HCSA rejects agreement on Clinical Excellence Awards



The Hospital Consultants and Specialists Association (HCSA) has declined an invitation to sign a joint NHS Employer-BMA deal on the future of pay awards for clinical excellence, branding the plans “half-baked” and “impossible to agree” on behalf of members.

The agreement sets out a road map for an interim Local Clinical Excellence Awards scheme from April 2018, and the principles that will underpin its expected replacement from April 2021. It also commits signatories to agree to unknown changes to the higher National Clinical Excellence Awards schemes next year.

An HCSA briefing document for members is available for download (PDF).

HCSA felt unable to sign due to a number of specific concerns, including:

  • Excellence awards currently reflected in monthly salaries would become “banker-style” annual bonuses, which could have unforeseen consequences. They or their replacement should remain an integral part of the pay structure, properly rewarding excellence.
  • Signing up would involve the forfeiture of full negotiating rights over a new scheme from 2021 – it contains a clause allowing NHS Trusts to unilaterally change Local CEAs, albeit after ”consultation” with Local Negotiating Committees. It would also mean agreeing for the Secretary of State and Department of Health to do the same to National CEAs after 1st April 2019. As a professional trade union, HCSA cannot serve its members by bestowing a unilateral right on employers.
  • This is particularly the case given the ill-defined nature of the “performance” based scheme which this agreement states will replace Local CEAs from 2021. HCSA fears that this in future divert hospital doctors away from innovation, research and excellence towards narrow Trust objectives. This would be bad for patients, bad for doctors, and bad for the country’s world-class health system.
  • We believe, as stated explicitly in our evidence to this year’s DDRB pay review round, that the current LCEAs scheme should remain in place and be fully implemented until the revised Consultant Contract as a whole is agreed.
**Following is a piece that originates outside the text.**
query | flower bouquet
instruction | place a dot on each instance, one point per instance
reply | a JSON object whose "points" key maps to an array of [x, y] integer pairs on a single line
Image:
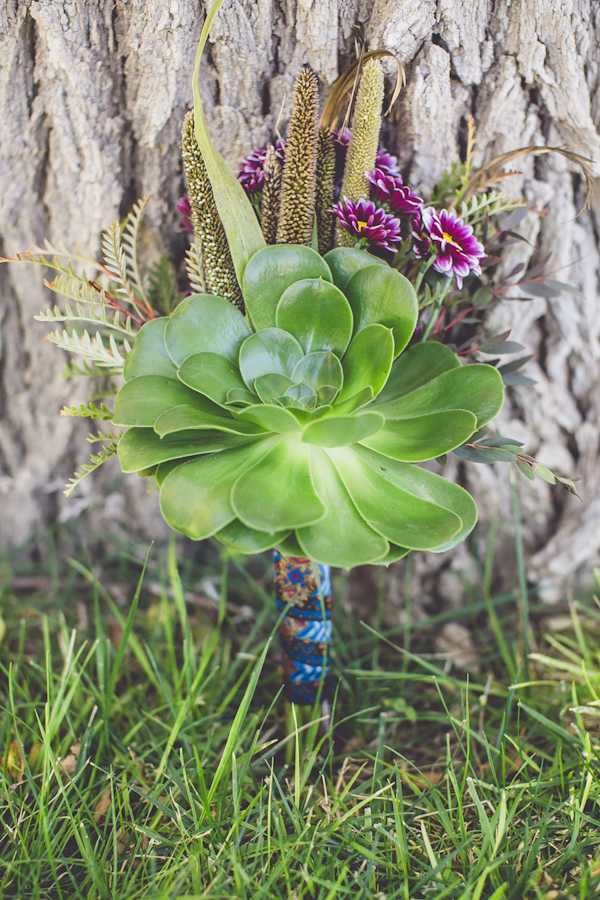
{"points": [[288, 401]]}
We do not support a piecemeal implementation of these new terms and conditions.

HCSA President Ross Welch said: “This is a half-baked and hastily constructed scheme that will have unforeseen consequences for the profession and the drive for excellence among our most talented hospital doctors.

“It would be a neglect of our duty to members to sign up to a plan that gives carte blanche to NHS Trusts to effectively do as they like in three years’ time without reaching a national agreement on what a replacement scheme will look like.
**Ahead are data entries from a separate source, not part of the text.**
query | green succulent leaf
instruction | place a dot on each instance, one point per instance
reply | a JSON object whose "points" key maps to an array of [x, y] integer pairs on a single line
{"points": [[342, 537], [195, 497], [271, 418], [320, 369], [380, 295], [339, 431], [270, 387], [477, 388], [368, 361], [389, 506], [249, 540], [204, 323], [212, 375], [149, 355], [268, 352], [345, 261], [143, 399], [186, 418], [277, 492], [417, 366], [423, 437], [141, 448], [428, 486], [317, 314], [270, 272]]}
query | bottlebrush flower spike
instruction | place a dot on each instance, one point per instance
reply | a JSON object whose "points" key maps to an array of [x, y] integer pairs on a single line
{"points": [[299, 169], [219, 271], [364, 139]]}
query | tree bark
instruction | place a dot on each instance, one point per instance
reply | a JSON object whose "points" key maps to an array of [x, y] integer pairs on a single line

“Doing so leaves the door wide open to a narrow focus on reward for ‘performance’ as defined by Trust objectives, rather than on innovation, professional standards, research, teaching and training. It threatens to lead inexorably to a target-related bonus scheme which does neither patients nor hospital doctors justice.
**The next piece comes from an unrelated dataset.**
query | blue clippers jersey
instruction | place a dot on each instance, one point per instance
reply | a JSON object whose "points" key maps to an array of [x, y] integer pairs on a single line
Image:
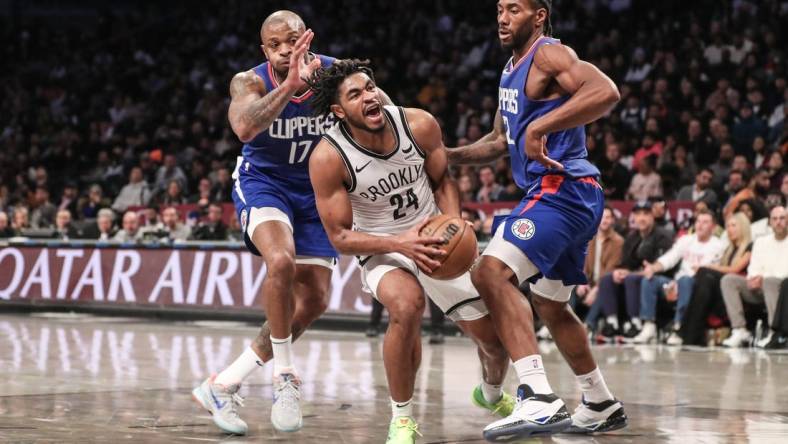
{"points": [[283, 150], [567, 147]]}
“An initial three-year boost to Local CEA pots contained in this deal will offer cold comfort after 2021 when doctors are left facing Trust-driven performance targets.

“HCSA has always held the position that Local Clinical Excellence Awards are an integral part of Consultants’ professional reward framework and should not be separated from the main negotiations.

“In its current form the scheme is seen by many hospital doctors, rightly or wrongly, as insufficiently broad and at times favouring certain individuals, yet it has at its heart the desire to reward those who go above and beyond for patient care.

“Alongside a 20 per cent decline in pay since 2010, these changes to the focus on excellence will compound the current vacancies crisis by encouraging the retirement of our most experienced doctors, while creating less incentive for the doctors of the future to go above and beyond the call of duty. 

“We maintain that until a satisfactory fair and transparent replacement LCEA scheme is devised within a wider framework of reform, the current system should remain unchanged.”